De loin plus difficile à digérer est le projet du Conseil fédéral de ne pas recommander tout simplement le rejet de l’initiative RASA, mais de lui opposer un contre-projet. Deux options sont actuellement en préparation par le DFJP (Département fédéral de Justice et police) pour une mise en consultation.  Elles devraient par la suite être examinées par le Parlement et finalement soumis au peuple avec l’initiative RASA. Le Conseil fédéral désire ainsi «lancer un large débat.»5 Du point de vue de la démocratie directe c’est une démarche déconcertante: le large débat a déjà eu lieu avant le vote du 9 février 2014, y compris l’habituelle propagande étatique massive contre l’initiative, financée par les contribuables. Pourtant, elle a bien été acceptée tant par le peuple que par les cantons.

Jusqu’à présent, on ne connaît que les «points de repères» des deux options pour un contre-projet: l’une demande qu’on tienne compte dans la gestion de l’immigration des «accords internationaux qui sont d’une grande portée pour la position de la Suisse en Europe». En clair: les Accords bilatéraux entre la Suisse et l’UE obtiendraient une valeur constitutionnelle, le droit d’initiative serait limité et la gestion de l’immigration rendue impossible – c’est l’opposé de la volonté populaire.

La deuxième option veut éliminer le délai de trois ans de la Constitution pendant lequel la gestion de l’immigration doit être mis en œuvre par le Parlement ou par une ordonnance du Conseil fédéral. Autrement dit, le Conseil fédéral et le Parlement ne seraient soumis à plus aucun délai et pourraient prendre leur temps jusqu’aux calendes grecques.
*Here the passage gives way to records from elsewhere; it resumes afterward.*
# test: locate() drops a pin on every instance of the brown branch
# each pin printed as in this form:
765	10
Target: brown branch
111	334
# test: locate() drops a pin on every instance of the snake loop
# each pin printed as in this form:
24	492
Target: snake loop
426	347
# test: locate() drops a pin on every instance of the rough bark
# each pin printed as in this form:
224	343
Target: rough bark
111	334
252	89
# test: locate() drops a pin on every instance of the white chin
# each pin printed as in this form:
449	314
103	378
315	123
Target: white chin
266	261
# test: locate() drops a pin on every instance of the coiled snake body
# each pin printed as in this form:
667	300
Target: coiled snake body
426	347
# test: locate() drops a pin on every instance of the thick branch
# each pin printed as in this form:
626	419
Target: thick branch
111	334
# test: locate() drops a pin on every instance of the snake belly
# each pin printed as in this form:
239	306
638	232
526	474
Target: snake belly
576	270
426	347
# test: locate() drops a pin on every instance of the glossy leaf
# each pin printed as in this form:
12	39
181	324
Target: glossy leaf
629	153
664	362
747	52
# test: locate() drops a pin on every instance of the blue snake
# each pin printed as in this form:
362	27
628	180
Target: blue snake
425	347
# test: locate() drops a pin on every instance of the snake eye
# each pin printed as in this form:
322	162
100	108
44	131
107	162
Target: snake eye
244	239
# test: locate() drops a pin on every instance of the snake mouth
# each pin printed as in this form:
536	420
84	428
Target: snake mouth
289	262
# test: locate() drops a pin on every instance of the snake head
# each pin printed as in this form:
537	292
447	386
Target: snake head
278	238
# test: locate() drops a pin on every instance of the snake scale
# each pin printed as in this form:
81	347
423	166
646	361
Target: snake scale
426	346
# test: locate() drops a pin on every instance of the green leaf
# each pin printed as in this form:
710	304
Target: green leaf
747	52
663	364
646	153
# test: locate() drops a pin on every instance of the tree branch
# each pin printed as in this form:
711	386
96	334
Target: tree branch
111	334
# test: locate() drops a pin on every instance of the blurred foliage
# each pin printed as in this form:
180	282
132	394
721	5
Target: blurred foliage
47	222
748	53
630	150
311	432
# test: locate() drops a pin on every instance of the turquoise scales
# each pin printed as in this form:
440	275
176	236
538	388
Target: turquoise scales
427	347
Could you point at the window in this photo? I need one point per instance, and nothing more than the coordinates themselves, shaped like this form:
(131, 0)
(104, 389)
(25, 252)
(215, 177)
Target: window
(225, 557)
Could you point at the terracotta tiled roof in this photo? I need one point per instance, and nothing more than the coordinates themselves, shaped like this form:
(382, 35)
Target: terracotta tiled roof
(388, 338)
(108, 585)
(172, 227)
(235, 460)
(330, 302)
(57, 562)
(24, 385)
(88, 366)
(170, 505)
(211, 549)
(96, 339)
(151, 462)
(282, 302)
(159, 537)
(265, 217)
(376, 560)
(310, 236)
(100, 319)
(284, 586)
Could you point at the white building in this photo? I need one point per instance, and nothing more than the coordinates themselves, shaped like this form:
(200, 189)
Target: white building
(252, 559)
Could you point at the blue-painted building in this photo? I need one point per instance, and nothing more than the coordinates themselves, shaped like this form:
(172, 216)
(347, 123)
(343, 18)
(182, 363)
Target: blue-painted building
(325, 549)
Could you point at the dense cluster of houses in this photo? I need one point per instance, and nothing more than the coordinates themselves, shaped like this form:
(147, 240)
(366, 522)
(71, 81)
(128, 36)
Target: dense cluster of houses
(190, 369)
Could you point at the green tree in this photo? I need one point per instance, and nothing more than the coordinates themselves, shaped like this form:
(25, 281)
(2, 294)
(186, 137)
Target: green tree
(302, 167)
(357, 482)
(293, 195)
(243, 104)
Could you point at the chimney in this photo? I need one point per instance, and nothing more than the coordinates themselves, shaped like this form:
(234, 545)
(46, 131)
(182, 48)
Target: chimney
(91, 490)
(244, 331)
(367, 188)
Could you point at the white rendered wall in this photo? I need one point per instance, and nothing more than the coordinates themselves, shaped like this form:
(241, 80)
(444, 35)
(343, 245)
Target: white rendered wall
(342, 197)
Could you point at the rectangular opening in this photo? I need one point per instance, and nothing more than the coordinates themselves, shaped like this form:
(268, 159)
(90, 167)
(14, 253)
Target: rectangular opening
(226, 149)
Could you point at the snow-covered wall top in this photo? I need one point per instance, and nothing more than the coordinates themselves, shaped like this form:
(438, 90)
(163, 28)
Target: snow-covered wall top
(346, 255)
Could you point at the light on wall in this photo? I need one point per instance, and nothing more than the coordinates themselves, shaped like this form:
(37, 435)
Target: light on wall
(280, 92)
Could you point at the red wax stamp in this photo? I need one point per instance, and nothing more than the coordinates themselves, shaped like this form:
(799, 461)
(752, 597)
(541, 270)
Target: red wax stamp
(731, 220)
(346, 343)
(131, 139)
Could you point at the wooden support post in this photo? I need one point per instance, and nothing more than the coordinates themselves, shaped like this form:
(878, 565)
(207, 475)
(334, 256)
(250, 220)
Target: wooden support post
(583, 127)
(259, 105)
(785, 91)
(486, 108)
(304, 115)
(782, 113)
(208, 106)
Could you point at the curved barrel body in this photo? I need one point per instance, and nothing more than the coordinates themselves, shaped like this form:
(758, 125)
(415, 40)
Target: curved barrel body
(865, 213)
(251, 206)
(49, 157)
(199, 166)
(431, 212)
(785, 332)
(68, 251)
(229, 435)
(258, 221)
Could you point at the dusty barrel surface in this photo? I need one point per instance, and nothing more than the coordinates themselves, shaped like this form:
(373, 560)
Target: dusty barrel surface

Une réelle alternative serait une prorogation de délai de trois ou cinq ans.
Une petite consolation pour le modèle suisse dans ces périodes agitées: aucun de ces projets ne sera accepté par le peuple et les cantons. Compte tenu de l’atteinte massive aux fondements démocratiques politiques de notre pays par les autorités fédérales, c’est tout de même une consolation, mais une consolation bien maigre.     •

Par Marianne Wüthrich |  9 janvier 2017 

1] La Commission européenne salue le progrès dans les relations entre l’Union européenne et la Suisse. Communiqué de presse. Bruxelles, 22/12/16
2] cf. «Espace de recherche et de formation suisse et bureaucratie européenne». Horizons et débats no 27 du 28/11/16
3] Commission européenne – Fiche d’information. Relation UE-Suisse. Bruxelles, 25/9/16
4] La Commission européenne salue le progrès dans les relations entre l’Union européenne et la Suisse. Communiqué de presse. Bruxelles, 22/12/16
5] Le Conseil fédéral fixe les grandes lignes du contre-projet à l’initiative RASA «Sortons de l’impasse». Berne, 21/12/16


L’UE dirige la Suisse

Porte-parole de la Commission européenne (extraits):
Permettez-moi d’expliquer brièvement «[…] le rôle de la Commission dans ce contexte.
Le président Juncker a rencontré 5 fois le président de la Confédération suisse M. Schneider-Ammann, et 3 fois son prédécesseur, Mme Sommaruga et, si je ne me trompe, il s’est entretenu au téléphone 8 fois avec M. Schneider-Ammann pour préparer les discussions sur la loi.
Je crois qu’on peut dire que la Commission n’a jusqu’ici pas seulement accompagné le processus mais l’a aussi un peu dirigé, pour que cela aille dans la bonne direction […]
On pourrait presque dire qu’en fait le président Junker n’a investi avec aucun autre leader d’un pays tiers autant de temps qu’avec la Suisse.»